As palavras que em grego nomeavam as cores são ainda hoje de dificílima tradução porque, na verdade, correspondem a gradações de luz: μέλας (mélas – negro) por exemplo, dizia-se de um corpo capaz de absorver todos os raios de luz que o atingem, sem reflectir algum que nos possa afectar a retina. Negro, portanto, não era a escuridão nem a ausência de luz, mas uma presença demasiado intensa. Por outras palavras, é por excesso, e não por falta de cor, que por vezes não conseguimos discernir nenhuma – paradoxal e ofuscante cegueira.

Disso percebia Muhammad Al-Gafequi: nascido na província de Córdova na primeira década do século XII, estudou medicina, especializou-se em oftalmologia na luminosa cidade andaluza e aprofundou os seus estudos em Bagdad. A sua fama cedo chegou a Toledo e a outras cidades cristãs, de onde lhe solicitavam por escrito, e por vezes por intermédio de esquemas, os óculos e as lentes necessárias aos olhos cansados dos tradutores e dos nobres que perdiam a visão em refregas ou quedas de cavalo. Interessava-se por astronomia, flores e belas mulheres. Era elegante, mas lacónico. Dedicou ao filho o seu Guia de Óptica e interveio activamente no cultivo e na aclimatação do jasmim que os seus amigos Ali Rasuli e Abd Malik al-Garnati tinham trazido de Isfahan para Espanha. Acreditava também que o perfume da flor era o melhor remédio para a melancolia, pois, ao mesmo tempo que ensinava desprendimentos e despedidas sem dor, inspirava belezas e amores brancos.
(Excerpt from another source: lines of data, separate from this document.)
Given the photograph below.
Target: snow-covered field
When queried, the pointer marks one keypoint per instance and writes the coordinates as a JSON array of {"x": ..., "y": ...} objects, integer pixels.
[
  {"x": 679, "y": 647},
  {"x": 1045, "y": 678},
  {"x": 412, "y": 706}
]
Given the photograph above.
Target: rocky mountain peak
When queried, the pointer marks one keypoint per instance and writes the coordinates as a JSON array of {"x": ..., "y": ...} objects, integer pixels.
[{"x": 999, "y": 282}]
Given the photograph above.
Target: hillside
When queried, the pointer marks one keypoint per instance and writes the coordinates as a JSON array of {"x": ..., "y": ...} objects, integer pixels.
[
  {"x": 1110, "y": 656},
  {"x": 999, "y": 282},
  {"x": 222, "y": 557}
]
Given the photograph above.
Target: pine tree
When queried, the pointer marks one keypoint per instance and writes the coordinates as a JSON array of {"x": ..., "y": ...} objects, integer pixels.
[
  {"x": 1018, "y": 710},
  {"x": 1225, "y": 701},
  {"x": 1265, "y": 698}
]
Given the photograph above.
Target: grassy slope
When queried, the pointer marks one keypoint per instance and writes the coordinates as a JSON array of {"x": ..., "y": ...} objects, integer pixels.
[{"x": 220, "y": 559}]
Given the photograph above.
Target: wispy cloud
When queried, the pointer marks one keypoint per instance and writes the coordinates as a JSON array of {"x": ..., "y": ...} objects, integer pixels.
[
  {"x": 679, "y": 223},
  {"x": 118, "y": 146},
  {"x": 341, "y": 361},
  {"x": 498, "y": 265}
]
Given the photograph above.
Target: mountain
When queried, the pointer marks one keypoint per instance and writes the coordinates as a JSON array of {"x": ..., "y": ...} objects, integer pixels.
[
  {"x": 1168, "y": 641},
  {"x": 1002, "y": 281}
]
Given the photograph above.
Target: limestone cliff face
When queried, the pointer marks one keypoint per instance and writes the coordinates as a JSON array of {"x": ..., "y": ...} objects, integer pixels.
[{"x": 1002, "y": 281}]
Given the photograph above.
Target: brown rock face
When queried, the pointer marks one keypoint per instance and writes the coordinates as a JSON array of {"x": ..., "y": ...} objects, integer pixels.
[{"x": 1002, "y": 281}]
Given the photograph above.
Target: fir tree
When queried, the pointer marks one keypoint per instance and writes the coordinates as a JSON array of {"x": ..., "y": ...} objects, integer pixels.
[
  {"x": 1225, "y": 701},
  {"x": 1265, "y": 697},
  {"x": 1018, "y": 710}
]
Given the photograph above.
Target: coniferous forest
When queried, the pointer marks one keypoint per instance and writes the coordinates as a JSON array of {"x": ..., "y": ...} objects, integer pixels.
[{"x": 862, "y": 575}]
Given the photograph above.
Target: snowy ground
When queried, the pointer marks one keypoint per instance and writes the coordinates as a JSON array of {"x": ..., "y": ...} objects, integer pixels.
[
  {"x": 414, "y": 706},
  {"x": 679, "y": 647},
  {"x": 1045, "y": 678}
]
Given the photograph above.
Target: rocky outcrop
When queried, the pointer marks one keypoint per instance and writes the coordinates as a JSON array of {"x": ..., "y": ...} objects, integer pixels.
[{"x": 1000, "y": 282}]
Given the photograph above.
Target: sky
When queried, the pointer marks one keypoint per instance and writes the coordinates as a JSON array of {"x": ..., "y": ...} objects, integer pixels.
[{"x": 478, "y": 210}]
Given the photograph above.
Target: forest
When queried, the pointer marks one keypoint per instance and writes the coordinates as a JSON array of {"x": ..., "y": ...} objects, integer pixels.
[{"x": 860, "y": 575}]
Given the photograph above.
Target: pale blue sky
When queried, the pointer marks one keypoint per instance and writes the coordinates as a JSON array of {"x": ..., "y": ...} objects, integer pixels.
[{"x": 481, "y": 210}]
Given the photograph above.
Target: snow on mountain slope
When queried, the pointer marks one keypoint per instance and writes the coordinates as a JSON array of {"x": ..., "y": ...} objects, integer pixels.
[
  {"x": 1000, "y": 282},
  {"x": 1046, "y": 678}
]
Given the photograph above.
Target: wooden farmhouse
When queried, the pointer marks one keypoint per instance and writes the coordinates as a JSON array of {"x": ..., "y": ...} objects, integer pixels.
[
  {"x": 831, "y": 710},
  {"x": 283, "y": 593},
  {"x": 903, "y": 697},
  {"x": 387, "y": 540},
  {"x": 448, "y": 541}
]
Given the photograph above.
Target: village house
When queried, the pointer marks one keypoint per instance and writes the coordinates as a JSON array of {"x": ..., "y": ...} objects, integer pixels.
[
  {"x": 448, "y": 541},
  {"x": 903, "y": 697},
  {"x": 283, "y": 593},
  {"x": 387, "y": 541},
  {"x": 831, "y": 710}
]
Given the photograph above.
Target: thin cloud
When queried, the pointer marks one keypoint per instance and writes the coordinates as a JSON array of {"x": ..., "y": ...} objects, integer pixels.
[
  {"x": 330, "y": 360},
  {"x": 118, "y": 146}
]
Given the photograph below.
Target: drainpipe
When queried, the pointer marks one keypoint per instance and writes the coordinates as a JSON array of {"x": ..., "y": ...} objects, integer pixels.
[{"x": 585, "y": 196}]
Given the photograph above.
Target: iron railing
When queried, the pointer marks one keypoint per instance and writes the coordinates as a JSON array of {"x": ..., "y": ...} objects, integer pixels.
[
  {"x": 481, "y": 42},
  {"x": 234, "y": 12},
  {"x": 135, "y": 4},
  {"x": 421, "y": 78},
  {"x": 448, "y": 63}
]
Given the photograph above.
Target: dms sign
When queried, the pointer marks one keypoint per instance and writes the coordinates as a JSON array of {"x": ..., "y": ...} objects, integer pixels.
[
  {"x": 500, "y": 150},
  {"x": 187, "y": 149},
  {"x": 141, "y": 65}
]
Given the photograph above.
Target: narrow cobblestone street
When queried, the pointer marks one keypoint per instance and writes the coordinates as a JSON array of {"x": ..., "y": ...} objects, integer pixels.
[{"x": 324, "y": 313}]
A correspondência entre Córdova e Toledo era irregular, mas permanente: percorria vales e olivais, colinas verdejantes e solos calcários, nos lombos de velhos asnos, tão valentes como os seus guias. Pediam-se fármacos como o açafrão e o cravo da Índia, utilizado como anestésico, juntamente com o láudano de Itália e o ópio da China, medicamentos........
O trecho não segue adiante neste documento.